Three current starting pitchers — right-hander Brady Singer along with left-handers Kris Bubic and Daniel Lynch — were part of that effort.
The Royals have a top-five farm system, according to MLB.com, with a stockpile of talent that also includes shortstop Bobby Witt Jr., first baseman Nick Pratto and catcher M.J. Melendez along with pitchers Jackson Kowar and Asa Lacy among others.
Picollo, who followed Moore from Atlanta and described him as a great mentor and leader, initially joined the Royals as the director of player development in August 2006.
He was promoted to assistant general manager for scouting and player development in 2008 before his January 2015 promotion to his vice president and assistant GM for player personnel.
“As we go forward, this is the very best move for the organization,” Moore said.
He and Sherman both highlighted Picollo’s embrace and success using advanced metrics, which have revolutionized the sport in the last two decades, in congratulating him on the promotion.

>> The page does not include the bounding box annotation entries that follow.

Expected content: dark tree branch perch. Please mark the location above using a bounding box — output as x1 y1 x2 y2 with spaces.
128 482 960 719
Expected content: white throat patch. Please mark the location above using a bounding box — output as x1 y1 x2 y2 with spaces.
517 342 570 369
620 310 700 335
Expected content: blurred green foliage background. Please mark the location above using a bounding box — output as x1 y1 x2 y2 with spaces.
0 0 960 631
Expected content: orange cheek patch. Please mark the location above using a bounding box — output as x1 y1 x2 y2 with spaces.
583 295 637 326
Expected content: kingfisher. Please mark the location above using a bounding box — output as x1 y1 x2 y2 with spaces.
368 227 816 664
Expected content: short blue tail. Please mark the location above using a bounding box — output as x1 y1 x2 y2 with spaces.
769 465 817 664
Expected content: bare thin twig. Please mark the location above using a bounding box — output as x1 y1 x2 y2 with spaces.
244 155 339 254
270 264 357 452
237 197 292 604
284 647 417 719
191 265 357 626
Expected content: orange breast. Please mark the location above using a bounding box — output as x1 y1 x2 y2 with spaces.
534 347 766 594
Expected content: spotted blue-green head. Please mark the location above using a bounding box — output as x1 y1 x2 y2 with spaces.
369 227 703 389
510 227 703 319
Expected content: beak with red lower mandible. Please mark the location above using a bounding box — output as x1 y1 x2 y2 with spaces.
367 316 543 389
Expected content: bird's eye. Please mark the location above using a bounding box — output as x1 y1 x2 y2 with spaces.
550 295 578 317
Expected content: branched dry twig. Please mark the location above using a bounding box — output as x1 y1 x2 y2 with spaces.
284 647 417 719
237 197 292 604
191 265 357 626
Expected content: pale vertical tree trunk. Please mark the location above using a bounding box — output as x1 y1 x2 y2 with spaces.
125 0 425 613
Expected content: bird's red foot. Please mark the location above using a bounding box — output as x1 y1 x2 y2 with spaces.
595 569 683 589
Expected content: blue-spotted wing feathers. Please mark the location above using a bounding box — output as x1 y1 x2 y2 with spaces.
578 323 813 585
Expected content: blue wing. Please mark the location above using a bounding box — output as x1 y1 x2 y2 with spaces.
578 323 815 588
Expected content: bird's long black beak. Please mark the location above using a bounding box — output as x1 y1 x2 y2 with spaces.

Picollo’s name had come up in some recent GM searches for other franchises, but he stayed in Kansas City and will become only the seventh general manager in franchise history.
"If that opportunity would have come, certainly we would have supported him, but this is a much, much better outcomes for the Kansas City Royals," Sherman said.
Drafted twice by the Cincinnati Reds, first in 1989 out of high school and again in 1993 after his junior season at George Mason, Picollo signed with the New York Yankees after his senior season.
He was a seldom-used backup catcher for the Oneonta Yankees in his only professional season before starting his post-playing baseball career as a college assistant before joining Atlanta’s scouting department in 1999.
Moore’s legacy also includes spearheading construction of the Urban Youth Academy in the 19th & Vine Jazz District, a $21-million “center for character development and educational advancement for our Community’s urban youth.
He also started the “C” You In the Major Leagues Foundation in 2013 “to provide hope and support to children and families by using youth baseball to develop future character-driven leaders.”